Happy New Year, indeed! People keep saying it’s gotta be better than the last one, but I see no reason to think so. Based on what evidence? Still, I don’t want to bring anyone down, so let’s move on; I’m not a glass half empty/ half full person, I’m a keep-that-sucker-topped-up kinda gal! Not sure if that applies, but I like the imagery.
One last babysitting memory: At fourteen, I sat regularly for a toddler down the street. The parents were nice enough, but quite vulgar and loud. And they were both huge. As in tall and vastly overweight. When I was growing up, very few people were fat, so they were exotic and out-of-place in a neighborhood full of Size Four Moms and Johnny Carson Dads.
There was one incident that caused me to refuse any further employment (despite that they paid twice what everyone else on the street deemed appropriate - $1 an hour.
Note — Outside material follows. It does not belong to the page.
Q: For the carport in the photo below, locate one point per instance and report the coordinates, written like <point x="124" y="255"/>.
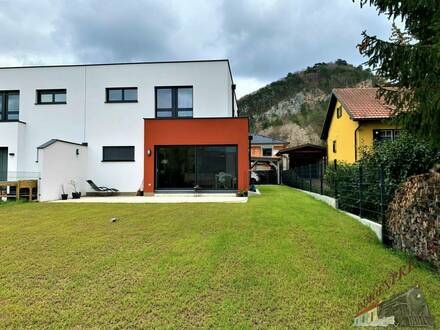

The other parents felt it was boorish – like people out of their depth over-tipping a waiter. They were just jolly and generous, young and learning the ropes, in my teenaged opinion).
But one day, they hired me so they could go to an afternoon barbecue. I got there around 11:30am and was told to expect them back around 5:00pm, in time to feed and bathe the baby and send me on my way.
They rolled in after 2:00am.
I had been there 13 hours. When they finally banged home, I was asleep on the family room sofa, nearly comatose. Completely inebriated, they woke me up, and it took me a good five or so minutes to realize where I was. I’m pretty sure I was babbling. They gave me $25 and I walked home in the early morning darkness. My parents left the side door open, but had gone to bed (thanks for caring, Mom and Dad!).
Fast forward many years: My daughter was asked to babysit for the child of one of her teachers when she was about the same age as me. She, too, had been pressed into service for about the same number of hours. Her compensation? $10.
Going back to my first paragraph: It’s gotta get better, right? QED, is all I can say.